The modules are dynamically loaded via GNU libtool's portable dlopen wrapper
library, libltdl.  The libltdl library permits dynamic loading of modules on at
least Solaris, Linux, BSD, HP-UX, Win16, Win32, BeOS, Darwin, MacOS X.  The
libltdl library is no longer distributed with GetData.  It can usually be found
as part of the GNU libtool package on any modern GNU system, or else obtained
for free from the GNU Project.

GetData will fail gracefully if a library module is not found or cannot be
opened at runtime.  In this case, the call which triggered the attempt to load
the module will fail with the GD_E_UNSUPPORTED error.

The dlopen library (and, by extension, libltdl) is notoriously not thread safe.
As a result, if a POSIX thread implementation can be found, calls to the dynamic
loader will be wrapped in a mutex.


THE GETDATA HEADER FILE
=======================

The GetData header file, `getdata.h', installed in ${prefix}/include, declares
the new API.  It also includes `getdata_legacy.h' (also installed) which
declares the legacy API.  The legacy header should never be included directly.
Defining the preprocessor symbol `GD_NO_LEGACY_API' before including getdata.h
will prevent the legacy API from being declared.  In cases when the legacy API
is declared, getdata.h will define the symbol GD_LEGACY_API, which can be used
by callers to determine whether the legacy API is present at compile time.

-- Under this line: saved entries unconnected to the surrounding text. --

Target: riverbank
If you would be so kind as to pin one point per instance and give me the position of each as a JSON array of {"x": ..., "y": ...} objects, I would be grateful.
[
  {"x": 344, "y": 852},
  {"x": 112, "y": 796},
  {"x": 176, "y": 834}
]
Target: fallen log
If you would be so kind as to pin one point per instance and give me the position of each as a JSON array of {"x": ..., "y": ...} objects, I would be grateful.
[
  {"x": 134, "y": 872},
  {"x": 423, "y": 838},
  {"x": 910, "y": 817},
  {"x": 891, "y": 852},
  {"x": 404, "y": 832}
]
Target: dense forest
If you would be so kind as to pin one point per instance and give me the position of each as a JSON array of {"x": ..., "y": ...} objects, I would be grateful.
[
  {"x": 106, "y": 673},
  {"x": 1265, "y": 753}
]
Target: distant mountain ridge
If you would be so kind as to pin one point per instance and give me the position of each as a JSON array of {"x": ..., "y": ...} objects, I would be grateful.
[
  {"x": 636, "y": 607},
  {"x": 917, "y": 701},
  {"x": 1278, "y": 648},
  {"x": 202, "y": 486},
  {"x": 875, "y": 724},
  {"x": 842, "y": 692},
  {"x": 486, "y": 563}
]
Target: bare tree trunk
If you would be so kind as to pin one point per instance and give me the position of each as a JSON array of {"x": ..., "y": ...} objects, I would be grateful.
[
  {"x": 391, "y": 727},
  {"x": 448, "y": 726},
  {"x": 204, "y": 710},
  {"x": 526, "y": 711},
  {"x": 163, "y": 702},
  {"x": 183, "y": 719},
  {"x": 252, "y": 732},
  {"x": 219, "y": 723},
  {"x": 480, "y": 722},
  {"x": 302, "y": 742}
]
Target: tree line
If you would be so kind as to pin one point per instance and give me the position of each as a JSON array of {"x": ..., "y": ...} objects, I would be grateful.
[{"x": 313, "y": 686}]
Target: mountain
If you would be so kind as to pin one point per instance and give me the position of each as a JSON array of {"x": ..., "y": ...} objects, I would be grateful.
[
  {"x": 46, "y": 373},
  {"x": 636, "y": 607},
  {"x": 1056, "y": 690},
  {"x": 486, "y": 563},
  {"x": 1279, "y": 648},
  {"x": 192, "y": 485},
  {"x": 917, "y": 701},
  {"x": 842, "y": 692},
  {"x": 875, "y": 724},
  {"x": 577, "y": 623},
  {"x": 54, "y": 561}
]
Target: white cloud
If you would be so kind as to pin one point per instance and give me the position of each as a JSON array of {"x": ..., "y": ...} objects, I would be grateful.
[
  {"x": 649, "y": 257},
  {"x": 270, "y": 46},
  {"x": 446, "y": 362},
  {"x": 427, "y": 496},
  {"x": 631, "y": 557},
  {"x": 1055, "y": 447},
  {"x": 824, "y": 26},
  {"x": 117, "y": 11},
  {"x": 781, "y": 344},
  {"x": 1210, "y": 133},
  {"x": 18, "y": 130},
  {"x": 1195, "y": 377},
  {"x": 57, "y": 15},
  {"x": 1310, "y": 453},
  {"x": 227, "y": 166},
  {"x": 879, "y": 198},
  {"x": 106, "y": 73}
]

If the legacy API is not built (as a result of passing `--disable-legacy-api'
to ./configure), getdata_legacy.h will not be installed, and the legacy API will
never be declared.

The default GetData API makes use of C99 features.  An ANSI C API is also
available and can be used by defining GD_C89_API before including getdata.h.  If
GetData was built without a C99-compliant compiler, the C99 API will be missing.
In this case, the ANSI C API will be enabled by default (as if GD_C89_API were
always defined) and, furthermore, getdata.h will define the symbol GD_NO_C99_API
to indicate this.


LARGEFILE SUPPORT
=================

When built on a platform using the GNU C Library, or another compatible
C Library, the new GetData API will respect the feature test macros
_LARGEFILE64_SOURCE and _FILE_OFFSET_BITS affecting largefile (> 2 GB)
support.  If one or the other of these are to be used, they must be defined
before including getdata.h or any Standard C Library header file.

The first of these, _LARGEFILE64_SOURCE, if defined before including getdata.h,
will enable the obsolete, transitional largefile extensions defined by the LFS.
This will enable explicit support for large files through the definition of the
64-bit explicit type `off64_t', and result in GetData defining the explicitly
64-bit interfaces `gd_getdata64', `gd_putdata64', `gd_get_nframes64', &c.  This
macro is largely obsolete, and using _FILE_OFFSET_BITS is preferred, if
supported.

The second macro, _FILE_OFFSET_BITS, determines the size of `off_t'.  If not
defined, or defined to `32', `off_t' will be the old 32-bit type.  If, instead,
this macro is defined to `64', `off_t' will be the largefile supporting 64-bit
type, and calls to gd_getdata, gd_putdata, &c. will intrinsically have largefile
support.  On 64-bit systems this macro has no effect, since a 64-bit `off_t'
is used all the time.

If your system uses the GNU C Library, the feature_test_macros(7) man page
will provide further explanation.  On systems where these macros are
unsupported, the gd_getdata64, &c. interfaces will never be defined, and the
size of `off_t' will be system dependent.  In this case, GetData will likely
lack largefile support.

If you build GetData against a C Library that lacks largefile support, the
GetData library will not support large files either, no matter what you do with
these macros.


AUTHOR
======

The Dirfile Standards and the GetData library were conceived and written by
C. B. Netterfield <netterfield@astro.utoronto.ca>.

Since Standards Version 3 (January 2006), the Dirfile Standards and GetData
have been maintained by D. V. Wiebe <dvw@ketiltrout.net>.

A full list of contributors is given in the file called `AUTHORS'.